Sentencia 18186 de mayo 23 de 2002 

CORTE SUPREMA DE JUSTICIA 

SALA DE CASACIÓN PENAL

Sentencia 18186 de 2002 

Aprobado Acta Nº 55

Magistrado Ponente

Dr. Fernando E. Arboleda Ripoll

Bogotá, D.C., Veintitrés de mayo de dos mil dos.

EXTRACTOS: «Resuelve la Corte el recurso extraordinario de casación interpuesto contra la Sentencia de 22 de septiembre de 2000, mediante la cual el Tribunal Superior de Antioquia condenó a los procesados Donata Magdalena Paszek, Malgorzata Anna Maslak, Andrzej Kopaczewski y Slawomir Rafael Kolodziejczyk, de nacionalidad polaca, a la pena principal privativa de la libertad de 9 años de prisión, como coautores responsables de infringir la prohibición contenida en el numeral 1º del artículo 33 de la Ley 30 de 1986, con la agravación prevista en el artículo 38.3 ejusdem.

Hechos y actuación procesal

El 9 de agosto de 1995, en el aeropuerto José María Córdoba del Municipio de Rionegro (Antioquia), la policía aeroportuaria encontró en las cuatro maletas de viaje que presentaron para su revisión los pasajeros Donata Magdalena Paszek, Malgorzata Anna Maslak, y Slawomir Rafael Kolodziejczyk, quienes se disponían a abordar el vuelo 309 de Avianca con destino Bogotá-Leticia, sendos paquetes debidamente empacados con cinta adhesiva dentro de un doble fondo, contentivos todos de cocaína clorhidrato. En vista de que no hablaban español, se buscó en el aeropuerto un intérprete, siendo localizado Andrzej Kopaczewski, quien ofreció sus servicios. Al serle solicitados los documentos de identificación y comprobarse su nacionalidad polaca, las autoridades empezaron a interrogarlo, generándose una situación de malestar y tensión que lo llevó a tomar la decisión de no continuar colaborando, después de manifestar que no conocía las ciudadanas detenidas.
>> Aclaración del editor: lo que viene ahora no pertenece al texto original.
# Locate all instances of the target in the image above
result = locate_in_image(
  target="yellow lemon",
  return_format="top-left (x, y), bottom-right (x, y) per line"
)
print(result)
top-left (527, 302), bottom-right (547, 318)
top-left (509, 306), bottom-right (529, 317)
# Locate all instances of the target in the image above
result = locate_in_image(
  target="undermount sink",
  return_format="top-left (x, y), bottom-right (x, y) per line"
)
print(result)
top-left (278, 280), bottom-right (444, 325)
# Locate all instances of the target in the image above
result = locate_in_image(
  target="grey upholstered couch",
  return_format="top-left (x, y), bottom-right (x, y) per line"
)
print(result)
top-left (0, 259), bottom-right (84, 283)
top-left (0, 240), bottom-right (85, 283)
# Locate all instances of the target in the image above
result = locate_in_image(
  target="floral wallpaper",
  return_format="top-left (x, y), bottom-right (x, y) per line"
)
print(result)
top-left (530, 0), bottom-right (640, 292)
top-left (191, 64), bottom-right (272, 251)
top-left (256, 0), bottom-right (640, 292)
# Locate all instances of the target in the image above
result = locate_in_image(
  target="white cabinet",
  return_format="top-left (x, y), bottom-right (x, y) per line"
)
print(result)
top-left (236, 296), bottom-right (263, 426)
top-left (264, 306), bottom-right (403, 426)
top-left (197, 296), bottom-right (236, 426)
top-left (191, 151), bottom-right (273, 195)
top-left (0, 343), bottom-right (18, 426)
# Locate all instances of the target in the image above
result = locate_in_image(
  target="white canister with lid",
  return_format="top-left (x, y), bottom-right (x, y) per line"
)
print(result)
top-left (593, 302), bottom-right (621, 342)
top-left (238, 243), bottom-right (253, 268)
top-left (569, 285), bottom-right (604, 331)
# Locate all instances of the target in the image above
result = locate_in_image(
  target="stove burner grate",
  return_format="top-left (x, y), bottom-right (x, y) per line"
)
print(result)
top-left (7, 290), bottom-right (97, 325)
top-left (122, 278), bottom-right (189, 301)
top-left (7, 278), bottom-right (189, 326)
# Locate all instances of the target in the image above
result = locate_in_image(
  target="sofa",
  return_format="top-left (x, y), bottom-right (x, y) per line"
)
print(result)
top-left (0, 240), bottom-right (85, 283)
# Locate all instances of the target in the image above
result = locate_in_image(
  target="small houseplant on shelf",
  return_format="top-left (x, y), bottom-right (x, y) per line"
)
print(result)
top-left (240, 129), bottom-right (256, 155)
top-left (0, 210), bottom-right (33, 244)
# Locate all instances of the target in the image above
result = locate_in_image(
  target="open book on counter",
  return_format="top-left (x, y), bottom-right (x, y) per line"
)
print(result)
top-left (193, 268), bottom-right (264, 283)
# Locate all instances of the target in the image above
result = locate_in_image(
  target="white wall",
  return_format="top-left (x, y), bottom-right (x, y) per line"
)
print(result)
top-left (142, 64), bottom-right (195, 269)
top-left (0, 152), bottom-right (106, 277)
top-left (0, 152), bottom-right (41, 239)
Esto llevó a las autoridades a revisar la lista de pasajeros del vuelo 309, estableciendo que Andrzej Kopaczewski tenía el mismo itinerario de las personas detenidas, y que en el mismo vuelo también viajaba Kczistof Bogdan Pyszel, de nacionalidad igualmente polaca, quien ya había abordado el avión. Se estableció igualmente que el equipaje de estos últimos ya había sido aforado, y se encontraba conformado por dos maletas y un maletín. En vista de ello, se ordenó retirarlos del avión y revisarlos, hallando en el interior de las dos primeras, dentro de un falso fondo elaborado en lámina de aluminio, sendos paquetes con cocaína clorhidrato. La sustancia incautada en las seis (6) maletas arrojó un peso total neto de 9.679.15 gramos. En poder de Andrzej Kolodziejczyk y Krzistof Bogdan Pyszel fueron hallados 19.580 y 420 dólares, respectivamente (fls. 1-2, 10-11, 178-180, cdno. 1).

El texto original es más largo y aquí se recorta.